Proxmox Architecture – The Virtualization Foundation
Moving from fragile bare-metal to a resilient, clustered Type-1 Hypervisor environment. My roadmap for high availability, ZFS storage, and automated disaster recovery.
TL;DR – Current State (25 Jan 2026)
- The Catalyst: Transitioned from a single Linux server to Proxmox VE after a critical drive failure nearly wiped my family archives.
- The Core: Single-node powerhouse repurposed from my old home server, now running a mix of LXC for speed and VMs for isolation.
- Storage: 3-tier RAID system powered by ZFS with real-time compression and bit-rot protection.
- Networking: Tailscale Peer-to-Peer mesh connecting all virtualized family drives with zero open ports.
Phase 1 – Infrastructure & Recovery (Complete)
| Component | Status | Technical Implementation |
|---|---|---|
| Hypervisor Layer | ✅ | Proxmox VE 8.x (Type-1) installed on NVMe boot drive. |
| Data Integrity | ✅ | ZFS Pool (RAIDZ) protecting against single-drive parity loss. |
| Mesh Networking | ✅ | Tailscale LXC acting as a Subnet Router for the entire Proxmox bridge (vmbr0). |
| Automation | ✅ | Syncthing LXC keeping mobile/laptop data synced to the ZFS “Source of Truth.” |
| Forensics/Recovery | ✅ | 99% data salvaged from corrupted NTFS drive using ddrescue and photorec. |
Networking & Access Control: The Family Mesh
A major milestone was mapping the ZFS datasets to family members securely. I avoided traditional VPNs in favor of a Tailscale Zero-Trust approach.
Granular Permission Mapping
Instead of a “one-size-fits-all” share, I implemented a layered permission model:
- Tailscale ACLs: Restrict which devices in the family mesh can even “see” the storage node.

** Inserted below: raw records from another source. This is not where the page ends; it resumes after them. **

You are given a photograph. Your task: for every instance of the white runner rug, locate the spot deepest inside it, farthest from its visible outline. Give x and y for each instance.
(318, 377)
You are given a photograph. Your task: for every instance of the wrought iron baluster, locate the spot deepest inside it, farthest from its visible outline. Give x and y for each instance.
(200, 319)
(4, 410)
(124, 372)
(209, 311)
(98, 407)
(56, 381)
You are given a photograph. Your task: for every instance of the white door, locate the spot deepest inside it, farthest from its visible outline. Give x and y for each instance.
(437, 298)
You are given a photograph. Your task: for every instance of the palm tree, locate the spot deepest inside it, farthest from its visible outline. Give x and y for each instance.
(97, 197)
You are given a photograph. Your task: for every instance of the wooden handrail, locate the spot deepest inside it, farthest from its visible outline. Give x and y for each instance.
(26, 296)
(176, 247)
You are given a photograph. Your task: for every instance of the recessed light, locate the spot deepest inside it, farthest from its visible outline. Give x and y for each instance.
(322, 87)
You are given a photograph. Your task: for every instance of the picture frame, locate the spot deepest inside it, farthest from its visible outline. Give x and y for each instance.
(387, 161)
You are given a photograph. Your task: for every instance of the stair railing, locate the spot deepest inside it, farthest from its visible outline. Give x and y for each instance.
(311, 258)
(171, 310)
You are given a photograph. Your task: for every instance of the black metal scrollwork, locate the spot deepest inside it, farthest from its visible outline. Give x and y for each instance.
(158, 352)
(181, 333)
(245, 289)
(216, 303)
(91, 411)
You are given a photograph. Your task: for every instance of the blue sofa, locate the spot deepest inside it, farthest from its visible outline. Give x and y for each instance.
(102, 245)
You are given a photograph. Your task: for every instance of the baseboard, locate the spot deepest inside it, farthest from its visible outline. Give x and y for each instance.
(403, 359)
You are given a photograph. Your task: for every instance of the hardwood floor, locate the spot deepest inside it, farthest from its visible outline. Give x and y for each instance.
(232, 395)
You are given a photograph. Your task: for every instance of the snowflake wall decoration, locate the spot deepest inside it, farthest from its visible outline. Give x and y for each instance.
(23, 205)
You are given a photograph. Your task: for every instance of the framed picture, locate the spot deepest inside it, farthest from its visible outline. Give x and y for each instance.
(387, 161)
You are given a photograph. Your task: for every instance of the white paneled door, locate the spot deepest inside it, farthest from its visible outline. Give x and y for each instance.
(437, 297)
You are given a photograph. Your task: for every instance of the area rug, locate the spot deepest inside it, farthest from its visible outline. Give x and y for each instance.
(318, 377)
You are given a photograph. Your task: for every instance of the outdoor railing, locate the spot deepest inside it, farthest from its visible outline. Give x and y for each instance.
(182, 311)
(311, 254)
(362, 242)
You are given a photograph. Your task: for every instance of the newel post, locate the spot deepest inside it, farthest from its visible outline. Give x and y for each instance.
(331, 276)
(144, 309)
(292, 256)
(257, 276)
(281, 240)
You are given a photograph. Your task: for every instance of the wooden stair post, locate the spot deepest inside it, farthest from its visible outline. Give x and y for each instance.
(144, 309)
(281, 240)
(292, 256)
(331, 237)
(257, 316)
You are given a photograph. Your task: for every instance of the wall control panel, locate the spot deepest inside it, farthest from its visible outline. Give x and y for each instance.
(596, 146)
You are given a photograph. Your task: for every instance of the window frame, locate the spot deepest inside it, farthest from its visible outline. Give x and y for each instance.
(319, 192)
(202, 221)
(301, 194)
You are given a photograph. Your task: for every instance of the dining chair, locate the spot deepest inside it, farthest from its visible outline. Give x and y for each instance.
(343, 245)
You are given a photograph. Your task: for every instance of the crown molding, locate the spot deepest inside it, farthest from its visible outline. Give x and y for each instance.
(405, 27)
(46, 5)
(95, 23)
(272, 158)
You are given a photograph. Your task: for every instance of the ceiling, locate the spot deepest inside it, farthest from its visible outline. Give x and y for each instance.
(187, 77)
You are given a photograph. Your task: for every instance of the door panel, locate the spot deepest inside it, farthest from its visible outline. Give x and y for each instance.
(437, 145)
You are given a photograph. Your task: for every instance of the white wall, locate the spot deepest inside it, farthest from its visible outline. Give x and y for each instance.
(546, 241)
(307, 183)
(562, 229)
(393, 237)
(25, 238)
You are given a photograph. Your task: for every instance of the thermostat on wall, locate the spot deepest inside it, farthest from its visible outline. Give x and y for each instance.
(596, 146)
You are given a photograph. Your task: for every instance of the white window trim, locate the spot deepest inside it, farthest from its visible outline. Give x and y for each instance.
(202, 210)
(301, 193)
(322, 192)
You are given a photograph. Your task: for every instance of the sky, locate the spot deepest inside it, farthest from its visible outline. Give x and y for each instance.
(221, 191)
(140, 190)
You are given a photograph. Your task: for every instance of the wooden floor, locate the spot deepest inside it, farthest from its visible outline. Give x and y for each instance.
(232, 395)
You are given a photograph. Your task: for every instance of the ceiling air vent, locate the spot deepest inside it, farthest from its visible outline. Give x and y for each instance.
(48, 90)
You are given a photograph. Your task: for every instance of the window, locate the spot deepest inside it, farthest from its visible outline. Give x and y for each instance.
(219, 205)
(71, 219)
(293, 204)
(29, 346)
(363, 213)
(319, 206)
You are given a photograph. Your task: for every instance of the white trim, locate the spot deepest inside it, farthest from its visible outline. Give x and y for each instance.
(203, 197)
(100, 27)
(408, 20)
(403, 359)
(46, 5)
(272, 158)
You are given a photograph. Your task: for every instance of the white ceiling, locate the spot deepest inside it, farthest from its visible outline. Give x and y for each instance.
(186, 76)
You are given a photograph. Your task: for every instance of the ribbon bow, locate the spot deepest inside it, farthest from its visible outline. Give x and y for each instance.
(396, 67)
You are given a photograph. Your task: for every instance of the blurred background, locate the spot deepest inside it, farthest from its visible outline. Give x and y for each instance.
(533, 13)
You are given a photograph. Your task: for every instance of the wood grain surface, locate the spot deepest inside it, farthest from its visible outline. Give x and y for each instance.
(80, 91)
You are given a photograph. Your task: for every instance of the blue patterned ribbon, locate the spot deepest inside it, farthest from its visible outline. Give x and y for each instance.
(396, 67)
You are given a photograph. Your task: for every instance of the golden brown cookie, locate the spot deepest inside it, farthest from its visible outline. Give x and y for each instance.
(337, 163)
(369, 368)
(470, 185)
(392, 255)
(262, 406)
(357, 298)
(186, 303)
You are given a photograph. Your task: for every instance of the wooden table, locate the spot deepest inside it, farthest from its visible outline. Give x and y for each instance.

- Bind Mounts: Safely passed ZFS datasets from the Proxmox host into a privileged LXC container.
- Linux Permissions (UID/GID): Mapped specific folders to specific users.
Family_Archive: Read-only for kids, Read/Write for parents.Personal_Backups: Isolated folders mapped 1:1 with Tailscale identities.
Phase 2 – In Progress (The “Unbreakable” Lab)
The Storage Strategy
| Pool Name | Purpose | Configuration | Status |
|---|---|---|---|
| Tank-Archive | Family Photos & Documents | 3-Drive ZFS RAIDZ | Active |
| VM-SSD | High-speed OS drives for VMs | Mirror (RAID 1) | Active |
| Backup-Vault | Off-site/Secondary Backups | Proxmox Backup Server | Testing |
Future roadmap (Next 4 Weeks)
| Feature | Tooling | Goal |
|---|---|---|
| HA Cluster | 2x Mini PCs (N100) | If my main server fails, critical services migrate to another node. |
| PBS Integration | Proxmox Backup Server | Incremental, deduplicated backups to a remote Wasabi/S3 bucket. |
| Terraform/Ansible | IaC (Infrastructure as Code) | Define my entire VM lab in code. terraform apply = New Lab. |
Core Proxmox Config (LXC Deployment Snippet)
# Example: Create a lightweight Debian 12 container for Syncthing
pct create 101 /var/lib/vz/template/cache/debian-12-standard_12.0-1_amd64.tar.zst \
--hostname syncthing-srv \
--cores 1 \
--memory 512 \
--net0 name=eth0,bridge=vmbr0,ip=dhcp \
--storage local-zfs \
--password <REDACTED> \
--unprivileged 1 \
--features nesting=1
Reflections: Why I’m Never Going Back
Building on bare metal is like building a house on sand. Building on Proxmox is like building a house on a modular platform. If a “room” (VM) catches fire, I delete it and roll back the floor plan to yesterday.